No voy a presumir ( que si) de que poseo una cierta “empatía” con la música .Tengo  facilidad para crear Listas de Reproducción adecuadas a los eventos y sus receptores: una cena, la revetlla de Sant Joan,una fiesta de cumpleaños,  la BSO de un vídeo..Ajusto la música al lugar y a los que la van a oír, vamos. Eso y una extensa Biblioteca Musical me convierten en la favorita de la liebre, para preparar su son.

Yo, de liebres, ni idea. Ni siquiera , cocinadas…sé que son rápidas y ágiles y que pueblan el refranero español : desde el “Dar gato por liebre” que tiene su orígen en este drástico cambio en la calidad y la naturaleza de la carne, para obtener más beneficios económicos en posadas y tenderetes de comida ( en el S. XVII!) hasta el ” Levantar la liebre” que procede del acto de descubrimiento de la pieza,  por parte del perro cazador ( por cierto, detesto la caza). Hay más refranes , muchísimos más…La liebre es muy dada…

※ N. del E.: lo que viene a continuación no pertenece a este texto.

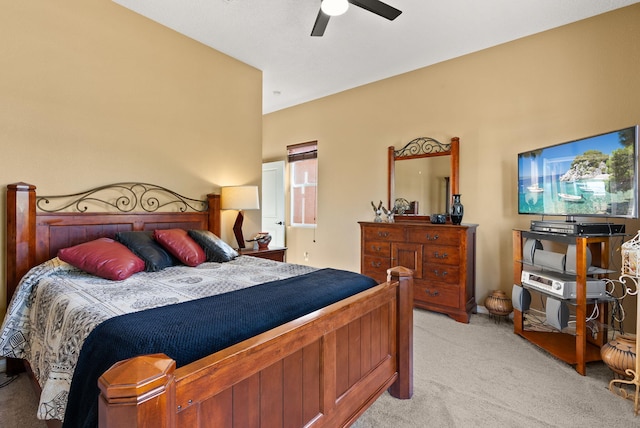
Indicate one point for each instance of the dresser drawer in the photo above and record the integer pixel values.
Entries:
(376, 267)
(383, 233)
(440, 254)
(377, 248)
(437, 294)
(434, 235)
(447, 274)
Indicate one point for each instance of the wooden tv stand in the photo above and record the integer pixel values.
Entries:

Mi liebre, por eso, tiene forma de ser humano y corre…A mi, me tiene fascinada. Admiro a estas personas que disfrutan con el deporte y, en concreto, con algo que parece tan sencillo como correr. Yo no he conseguido desarrollar estos umbrales de placer con el deporte. Me someto a mi elíptica , cada día, por cuestiones de salud y forma física pero...¿Disfrutarlo? Yo, no.

En cambio, esta mujer corre por devoción. Si le preguntas, te dice que “lo necesita”. Se la ve feliz, trotando hacia la playa , a unos 6 kilómetros de distancia …Recuerdo un fin de semana que pasamos juntos. Tras un viernes “de esos”, de irte a dormir tarde y bastante perjudicados, me desperté ( hecha un Cristo) y me fuí directamente a la cafetera, sin poder pronunciar palabra. El resto de habitantes de la casa, dormía y yo me creía madrugadora . Ja! No había dado ni el primer sorbo de mi café con leche cuando oigo la puerta y veo entrar a la liebre, con ese rubor del esfuerzo físico pero activa y poderosa, que venía de hacerse una carrerita…

Este domingo, 25 de marzo, se corre la “Zurich Marató de Barcelona” . No soy aficionada a estos eventos pero para este, me han contratado de “amenizadora musical” y “coaching” . Mi amiga, es una liebre. Correrá 15 kilómetros, con otra persona que sí que hace todo el Maratón . Ella, ayudará a mantener el ritmo y se ocupará de “motivar” a la otra corredora. Eso es lo que hace la liebre…Tengo entendido que hasta se han dado permiso para el insulto puro y duro. Para esta misión, estoy confeccionado una lista de pistas que faciliten la carrera y, de paso, unas frases ligadas a esa música que, también he grabado para que las pueda reproducir sin esfuerzo.Me ha ayudado mucho el libro de Josef Ajram ” Dónde está el límite? “.

Para mí, lo que dice Josef, va a misa.  ; – )

Como lo de la liebre no me acaba de entrar bien ( no sé por qué) yo lo he llamado “Operación Zanahoria”. Me gusta más la metáfora de “ir tras la zanahoria” … A todo esto, he conocido este mundo de los runners y me ha hecho reflexionar y envidiarlos. Me gustaría sentir esa pasión y poder poner el cuerpo al límite ( que según Ajram, cada uno debe buscar el suyo) y disfrutar (muchísimo) en el intento.

Mañana, cuando suba a la elíptica, lo haré con una gran sonrisa y entusiasmo . Buscaré mis límites ( le meteré 10 minutos más) y, a ver …Dicen que hay que intentar las cosas , las veces que haga falta porque , en uno de esos intentos, podemos conseguir el logro. Nunca se sabe , si es esta la ocasión… ; – )

Mientras tanto, la liebre sigue entrenándose en su papel de zanahoria y se lo pasa en grande.